Emergenza sociale ad Acerra

Inquinamento e disoccupazione

terreno comune di un rinnovato impegno per il riscatto della città

 

 6 Maggio 2010

 

È ormai emergenza sociale! Non c’è giorno che il palazzo vescovile di Acerra non sia meta di disoccupati, di indigenti, di persone che vivono un reale disagio economico e sociale. C’è chi chiede al centro della Caritas o direttamente al vescovo un concreto quanto immediato aiuto a risolvere impellenti emergenze quotidiane e c’è chi si appella all’autorità morale del vescovo per fare pressioni sulla politica e sulla pubblica amministrazione per operare mediazioni a salvaguardia del prezioso posto di lavoro o almeno di un momentaneo sussidio.

Nel giro degli ultimi anni, nel territorio acerrano e diocesano si è assistito alla progressiva chiusura di imprese industriali e di servizi che hanno fatto lievitare il già consistente numero di disoccupati. Certamente tale situazione è da imputare alla crisi economica che colpisce duro nelle realtà occupazionali più deboli (ad esempio, i lavoratori dei call-centers) e in quella fascia di popolazione precaria fatta soprattutto di immigrati. Ma la crisi economica si è aggiunta agli effetti di infauste scelte politiche che hanno impoverito Acerra del suo bene più prezioso: una fertilissima e vasta area agricola. Il mito della industrializzazione tardivamente coltivato e le emergenze della vicina metropoli hanno reso difficile e marginale l’agricoltura ed hanno stravolto l’identità sociale della città.

Il disagio economico si accompagna così ad una preoccupante deriva sociale.

La Chiesa locale da sempre si è fatta interprete delle necessità della popolazione che oggi hanno raggiunto un livello preoccupante. Ritiene doveroso pertanto sollecitare quanti hanno responsabilità (pubbliche autorità e imprenditoria privata) a intervenire per dare una aspettativa diversa alla città. A tal proposito sollecita a considerare lo stretto nesso tra emergenza ambientale ed emergenza economico-sociale perché nella connessione di tali criticità è possibile individuare una prospettiva migliore.

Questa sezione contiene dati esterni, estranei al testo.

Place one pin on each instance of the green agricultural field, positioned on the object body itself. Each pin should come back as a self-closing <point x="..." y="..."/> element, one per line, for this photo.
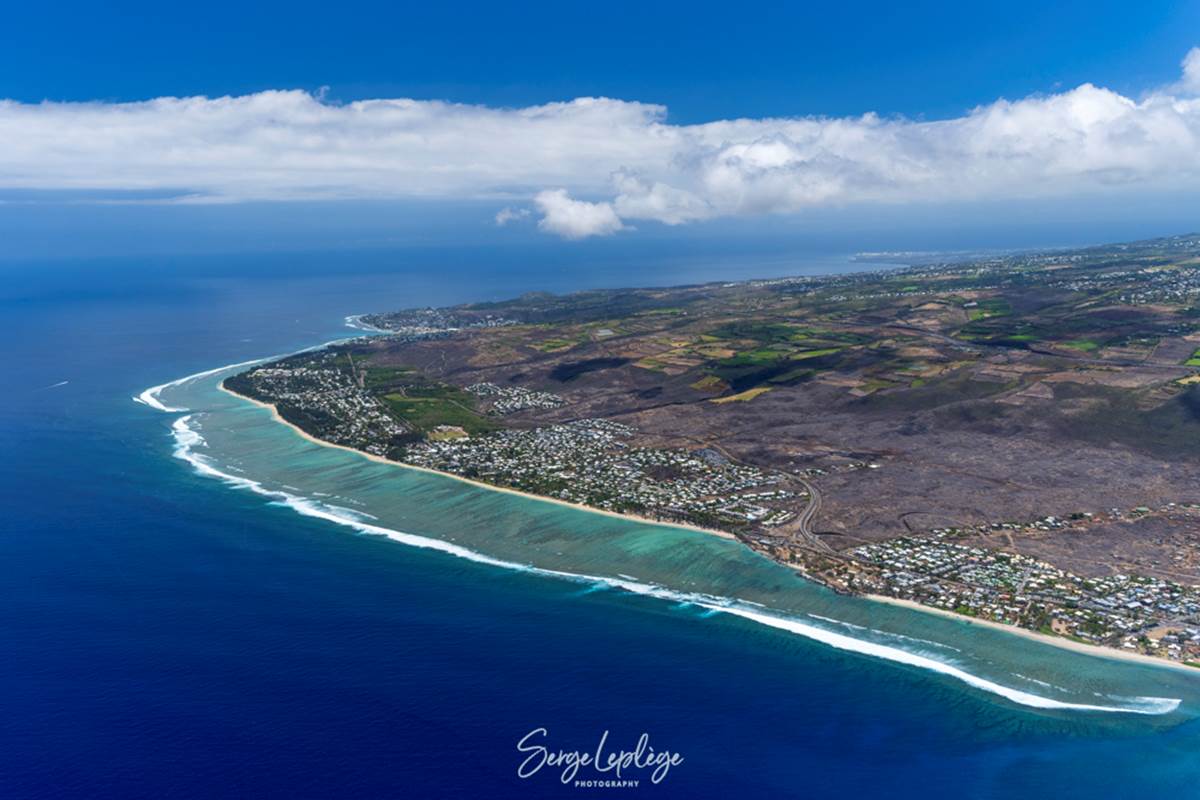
<point x="427" y="413"/>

Nei giorni scorsi, a margine del convegno sugli ammonimenti che circa tale tematica vengono dalla enciclica Caritas in veritate, si è sottolineata la necessità di far seguire interventi di controllo e di sviluppo alle scelte di localizzazione nelle campagne di Acerra di impianti a forte impatto ambientale. La Diocesi di Acerra, infatti, chiede l’adozione di un’ottica di sviluppo della zona che realmente traduca in valori positivi le operazioni economiche ed industriali. Infatti se queste sono lasciate a se stesse non possono che produrre impoverimento culturale e sociale oltre che economico per la città di Acerra.

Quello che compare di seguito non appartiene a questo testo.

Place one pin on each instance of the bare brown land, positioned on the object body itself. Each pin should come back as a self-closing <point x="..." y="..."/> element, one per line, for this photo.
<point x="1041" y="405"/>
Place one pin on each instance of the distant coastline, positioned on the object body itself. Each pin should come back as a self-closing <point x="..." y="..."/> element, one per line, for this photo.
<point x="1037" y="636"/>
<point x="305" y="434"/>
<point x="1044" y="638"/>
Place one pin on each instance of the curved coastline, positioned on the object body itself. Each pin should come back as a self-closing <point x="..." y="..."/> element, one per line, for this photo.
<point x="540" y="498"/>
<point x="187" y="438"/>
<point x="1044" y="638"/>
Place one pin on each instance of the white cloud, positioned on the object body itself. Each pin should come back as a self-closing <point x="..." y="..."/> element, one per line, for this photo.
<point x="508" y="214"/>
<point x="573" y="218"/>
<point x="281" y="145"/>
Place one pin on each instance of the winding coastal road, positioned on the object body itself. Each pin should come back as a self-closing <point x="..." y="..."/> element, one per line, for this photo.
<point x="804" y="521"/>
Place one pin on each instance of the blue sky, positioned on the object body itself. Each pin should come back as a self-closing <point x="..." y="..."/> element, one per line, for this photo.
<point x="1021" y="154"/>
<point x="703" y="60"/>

Nei giorni scorsi, in occasione della venuta della Commissione europea per l’ambiente, è stato denunciato dalla stampa il mancato avvio dell’opera di bonifica di tale territorio. Un primo segnale di concreto sostegno per Acerra potrebbe essere appunto l’avvio di tale bonifica che darebbe da parte delle istituzioni pubbliche un segnale di attenzione per quest’area. Ma sarebbe anche l’occasione per la creazione di posti di lavoro vero che ridarebbero dignità personale e sociale non solo a quanti da anni sono costretti a mascherate forme di assistenza ma all’intera comunità locale. A questa iniziativa la Diocesi di Acerra auspica che si affianchi da parte dei privati l’avvio di un’attività di ricerca che traduca in termini di sviluppo se non di eccellenza imprenditoriale l’attuale scelta economica per il territorio acerrano.

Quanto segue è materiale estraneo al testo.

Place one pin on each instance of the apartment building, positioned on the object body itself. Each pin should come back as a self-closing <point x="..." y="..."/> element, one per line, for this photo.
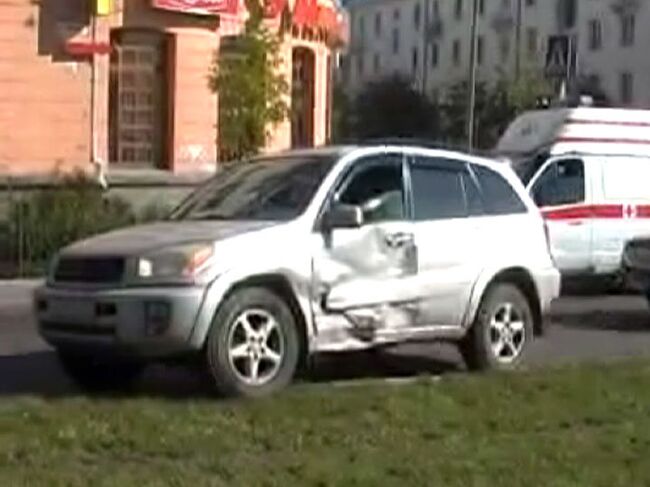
<point x="428" y="41"/>
<point x="125" y="82"/>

Diventerebbe difficile da capire se non in termini di colpevole omissione un mancato intervento a risanamento dell’attuale situazione della società acerrana perché si darebbe credito a tesi che sostengono l’assenza di una reale politica di sviluppo economico e sociale a vantaggio di una tendenza unicamente e disumanamente speculativa.